Dr. João Havelange Centre of Excellence
- Founder: Jack Warner
- Established: 1998
- Owner: Disputed
- Location: Macoya, Trinidad and Tobago
- Coordinates: 10°38′29″N 61°23′01″W﻿ / ﻿10.64131°N 61.38368°W
- Website: http://www.coetnt.com

= Dr. João Havelange Centre of Excellence =

The Dr. João Havelange Centre of Excellence is a football academy and development suite in Macoya in Trinidad and Tobago. It is named after João Havelange, the former President of FIFA and the Brazilian Football Confederation.

The centre was the idea of long-time Trinidadian MP and CONCACAF President (1990–2011) Jack Warner. The company was registered in October 1996, during FIFA President João Havelange's reign. A second company was registered with the same name in July 1999.

The centre was funded by CONCACAF's development money for a four-year presidential term and also required funding from FIFA. It was first used in 1998 (officially opening in December 1999) and is CONCACAF's only development centre.

Warner said that the centre is named after João Havelange for agreeing to fund the development.

The development, despite being paid for by football bodies, was registered in the name of two Warner-owned companies.

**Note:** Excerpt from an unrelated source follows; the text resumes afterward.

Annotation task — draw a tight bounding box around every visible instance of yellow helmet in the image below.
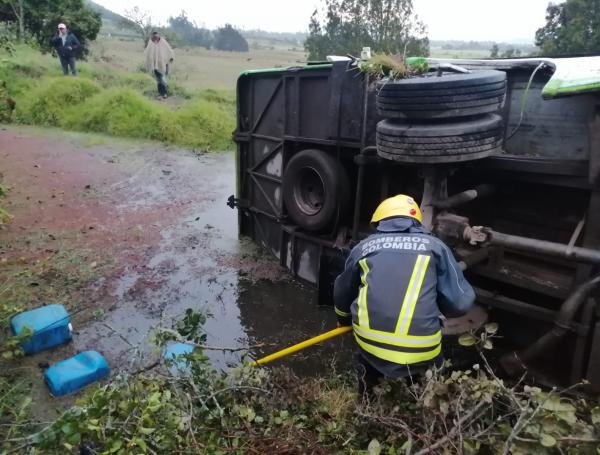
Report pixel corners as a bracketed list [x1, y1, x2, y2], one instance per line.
[371, 194, 423, 223]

In 2001, a FIFA goal programme, headed by Warner, invested $400k in an indoor facility at the site; in addition FIFA provided a further $100k in a futsal-related 'special fund' and CONCACAF raised $143k. Four years later, a second FIFA goal programme, again headed by Warner invested a further $400k for a new artificial pitch.

== Facilities ==
- Garden sanctuary - used for weddings and corporate functions
- André Kamperveen Hall
- Ken Galt Hall
- Guillermo Cañedo Hall - used for concerts and trade shows
- Joseph Blatter Hall - used for concerts and trade shows
- Marvin Lee Stadium - outdoor football stadium
- A swimming complex with two outdoor pools, a 25-metre pool, and a 12-metre pool
- Le Sportel Inn	 - 44-room hotel
- The Nelson Mandela Room - conference room

== Controversy ==
Investigative journalist Lasana Liburd reported that Warner owned the Centre of Excellence through two companies; CCAM and Company, and Renraw Investments. Warner and his wife, Maureen, are listed as directors for both companies. Also, the land upon which the Centre of Excellence was built, is also owned by Warner. Ownership was transferred to him and Renraw Investments from businessman and Trinidad's Guardian newspaper owner Anthony Norman Sabga and FirstCaribbean International Bank director Michael Kelvin Mansoo in October 1998.

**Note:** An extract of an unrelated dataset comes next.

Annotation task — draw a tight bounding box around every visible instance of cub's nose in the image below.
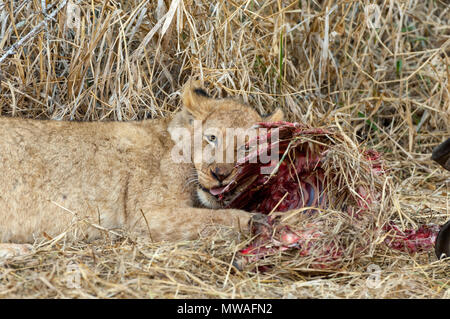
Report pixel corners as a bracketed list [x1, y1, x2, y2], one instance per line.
[211, 167, 231, 182]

On 18 September 1998, Renraw Investments and CCAM and Company took out a $2 million mortgage with First Citizens Bank and the Centre of Excellence was listed as a borrower along with Renraw Investments, CCAM and Company, and Jack Warner. CONCACAF's signatory was Harold Taylor, then CONCACAF assistant secretary and CFU general secretary.

On 4 June 2007, Jack Warner and Lisle Austin co-signed an $11 million mortgage allowing Warner to borrow against the value of the "Centre of Excellence". Austin Lisle, the Barbados Football Association President and CONCACAF vice-president later claimed that he had only signed the contract and was not a beneficiary of borrowed funds.

Another loan was made by a political supporter of Jack Warner's UNC party, Krishna Lalla and his company Real Time Systems Ltd. Lalla filed a lawsuit in 2011 claiming he was owed $28.1 million TTD and the lawsuit shown that one of companies secured against was the Centre of Excellence.

In May 2012, FIFA President Sepp Blatter stated that FIFA would attempt to retrieve control of the centre through legal means. Warner denied that he is owner. Warner says that the Caribbean Football Union are the owners of the centre.

Jeffrey Webb, the CONCACAF and Cayman Islands Football Association President said that he was "shell-shocked, dismayed and upset" at the revelations.